Replace dyn_castGetElementPtr with dyn_cast<GEPOperator>.

[oota-llvm.git] / lib / Transforms / Scalar / MemCpyOptimizer.cpp
diff --git a/lib/Transforms/Scalar/MemCpyOptimizer.cpp b/lib/Transforms/Scalar/MemCpyOptimizer.cpp

index 6d27327991f10234a160007b1fa2b57da37ad1d5..c359e47d05d790dcb2a7ccc7f505b8278aa70073 100644 (file)
--- a/lib/Transforms/Scalar/MemCpyOptimizer.cpp
+++ b/lib/Transforms/Scalar/MemCpyOptimizer.cpp
@@ -16,6 +16,7 @@
  #include "llvm/Transforms/Scalar.h"
  #include "llvm/IntrinsicInst.h"
  #include "llvm/Instructions.h"
+#include "llvm/LLVMContext.h"
  #include "llvm/ADT/SmallVector.h"
  #include "llvm/ADT/Statistic.h"
  #include "llvm/Analysis/Dominators.h"
@@ -35,7 +36,7 @@ STATISTIC(NumMemSetInfer, "Number of memsets inferred");
  /// true for all i8 values obviously, but is also true for i32 0, i32 -1,
  /// i16 0xF0F0, double 0.0 etc.  If the value can't be handled with a repeated
  /// byte store (e.g. i16 0x1234), return null.
-static Value *isBytewiseValue(Value *V) {
+static Value *isBytewiseValue(Value *V, LLVMContext& Context) {
    // All byte-wide stores are splatable, even of arbitrary variables.
    if (V->getType() == Type::Int8Ty) return V;
    
@@ -43,9 +44,9 @@ static Value *isBytewiseValue(Value *V) {
    // corresponding integer value is "byteable".  An important case is 0.0. 

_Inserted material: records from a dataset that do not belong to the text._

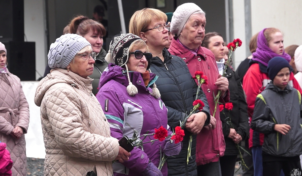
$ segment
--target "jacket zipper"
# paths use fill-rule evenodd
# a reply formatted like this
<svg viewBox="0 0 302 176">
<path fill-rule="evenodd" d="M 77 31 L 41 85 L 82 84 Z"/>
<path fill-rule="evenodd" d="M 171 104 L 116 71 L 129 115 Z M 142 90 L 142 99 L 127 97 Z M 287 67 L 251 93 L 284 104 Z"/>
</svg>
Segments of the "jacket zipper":
<svg viewBox="0 0 302 176">
<path fill-rule="evenodd" d="M 168 69 L 168 68 L 167 67 L 167 65 L 166 65 L 165 63 L 165 64 L 164 64 L 165 65 L 165 66 L 166 67 L 166 68 L 167 69 L 167 70 L 168 70 L 168 71 L 169 71 L 169 69 Z"/>
<path fill-rule="evenodd" d="M 184 104 L 184 106 L 185 106 L 185 109 L 186 111 L 187 110 L 187 106 L 186 106 L 186 103 L 185 102 L 185 98 L 184 97 L 184 95 L 182 94 L 182 89 L 181 89 L 180 86 L 179 86 L 179 84 L 178 83 L 178 82 L 177 81 L 177 80 L 176 79 L 176 77 L 174 76 L 174 75 L 171 73 L 171 72 L 169 70 L 169 69 L 168 69 L 168 67 L 167 67 L 167 65 L 166 65 L 165 63 L 164 63 L 164 65 L 166 67 L 166 68 L 167 69 L 167 70 L 169 72 L 169 73 L 174 78 L 174 79 L 175 80 L 175 82 L 176 83 L 176 85 L 177 85 L 177 86 L 178 87 L 178 89 L 180 91 L 180 95 L 182 96 L 182 103 Z"/>
</svg>

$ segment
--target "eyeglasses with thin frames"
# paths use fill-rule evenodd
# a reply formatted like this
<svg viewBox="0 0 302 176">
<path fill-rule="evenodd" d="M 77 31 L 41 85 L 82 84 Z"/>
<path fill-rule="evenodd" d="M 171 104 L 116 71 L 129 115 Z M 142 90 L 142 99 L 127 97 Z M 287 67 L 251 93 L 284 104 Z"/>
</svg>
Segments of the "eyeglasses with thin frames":
<svg viewBox="0 0 302 176">
<path fill-rule="evenodd" d="M 144 53 L 140 51 L 136 51 L 134 52 L 132 52 L 130 53 L 131 54 L 134 54 L 135 58 L 138 59 L 140 59 L 143 58 L 143 56 L 145 56 L 145 57 L 146 58 L 146 59 L 149 61 L 151 60 L 152 58 L 152 54 L 149 52 Z"/>
<path fill-rule="evenodd" d="M 77 56 L 82 56 L 81 57 L 82 59 L 84 61 L 86 61 L 87 59 L 89 59 L 90 58 L 90 57 L 91 56 L 91 57 L 93 59 L 93 60 L 95 60 L 95 58 L 96 56 L 96 54 L 95 52 L 93 52 L 92 53 L 91 53 L 90 54 L 88 53 L 85 53 L 82 54 L 76 54 L 76 55 Z"/>
<path fill-rule="evenodd" d="M 164 31 L 164 29 L 165 29 L 165 28 L 166 28 L 168 30 L 168 31 L 170 31 L 170 25 L 166 25 L 165 26 L 164 26 L 163 25 L 159 25 L 159 26 L 157 27 L 155 27 L 153 28 L 149 29 L 146 30 L 144 31 L 142 31 L 142 32 L 147 32 L 148 30 L 152 30 L 153 29 L 156 29 L 156 28 L 157 28 L 157 29 L 159 31 L 159 32 L 162 32 Z"/>
</svg>

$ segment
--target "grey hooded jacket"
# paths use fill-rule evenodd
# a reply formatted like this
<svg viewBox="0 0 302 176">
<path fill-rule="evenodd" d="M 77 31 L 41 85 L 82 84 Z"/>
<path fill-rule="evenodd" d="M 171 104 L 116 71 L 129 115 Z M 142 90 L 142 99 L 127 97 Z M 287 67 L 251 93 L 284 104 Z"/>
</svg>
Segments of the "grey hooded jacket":
<svg viewBox="0 0 302 176">
<path fill-rule="evenodd" d="M 282 90 L 272 81 L 257 96 L 251 127 L 264 133 L 263 152 L 276 156 L 302 154 L 301 94 L 289 85 Z M 283 135 L 274 129 L 276 124 L 286 124 L 291 129 Z"/>
</svg>

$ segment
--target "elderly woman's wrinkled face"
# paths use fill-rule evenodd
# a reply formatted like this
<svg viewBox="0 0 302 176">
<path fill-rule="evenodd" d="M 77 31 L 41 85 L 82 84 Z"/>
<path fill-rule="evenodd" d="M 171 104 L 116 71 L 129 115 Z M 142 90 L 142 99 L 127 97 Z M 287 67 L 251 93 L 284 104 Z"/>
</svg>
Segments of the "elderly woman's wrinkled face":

    if (ConstantFP *CFP = dyn_cast<ConstantFP>(V)) {
      if (CFP->getType() == Type::FloatTy)
-      V = ConstantExpr::getBitCast(CFP, Type::Int32Ty);
+      V = Context.getConstantExprBitCast(CFP, Type::Int32Ty);
      if (CFP->getType() == Type::DoubleTy)
-      V = ConstantExpr::getBitCast(CFP, Type::Int64Ty);
+      V = Context.getConstantExprBitCast(CFP, Type::Int64Ty);
      // Don't handle long double formats, which have strange constraints.
    }
    
@@ -68,7 +69,7 @@ static Value *isBytewiseValue(Value *V) {
          if (Val != Val2)
            return 0;
        }
-      return ConstantInt::get(Val);
+      return ConstantInt::get(Context, Val);
      }
    }
    
@@ -104,7 +105,7 @@ static int64_t GetOffsetFromIndex(const GetElementPtrInst *GEP, unsigned Idx,
      
      // Otherwise, we have a sequential type like an array or vector.  Multiply
      // the index by the ElementSize.
-    uint64_t Size = TD.getABITypeSize(GTI.getIndexedType());
+    uint64_t Size = TD.getTypeAllocSize(GTI.getIndexedType());
      Offset += Size*OpC->getSExtValue();
    }
  
@@ -277,7 +278,7 @@ void MemsetRanges::addStore(int64_t Start, StoreInst *SI) {
    // End.
    if (End > I->End) {
      I->End = End;
-    range_iterator NextI = I;;
+    range_iterator NextI = I;
      while (++NextI != E && End >= NextI->Start) {
        // Merge the range in.
        I->TheStores.append(NextI->TheStores.begin(), NextI->TheStores.end());
@@ -345,12 +346,14 @@ bool MemCpyOpt::processStore(StoreInst *SI, BasicBlock::iterator& BBI) {
    // Ensure that the value being stored is something that can be memset'able a
    // byte at a time like "0" or "-1" or any width, as well as things like
    // 0xA0A0A0A0 and 0.0.
-  Value *ByteVal = isBytewiseValue(SI->getOperand(0));
+  Value *ByteVal = isBytewiseValue(SI->getOperand(0), SI->getContext());
    if (!ByteVal)
      return false;
  
    TargetData &TD = getAnalysis<TargetData>();
    AliasAnalysis &AA = getAnalysis<AliasAnalysis>();
+  LLVMContext &Context = SI->getContext();
+  Module *M = SI->getParent()->getParent()->getParent();
  
    // Okay, so we now have a single store that can be splatable.  Scan to find
    // all subsequent stores of the same value to offset from the same pointer.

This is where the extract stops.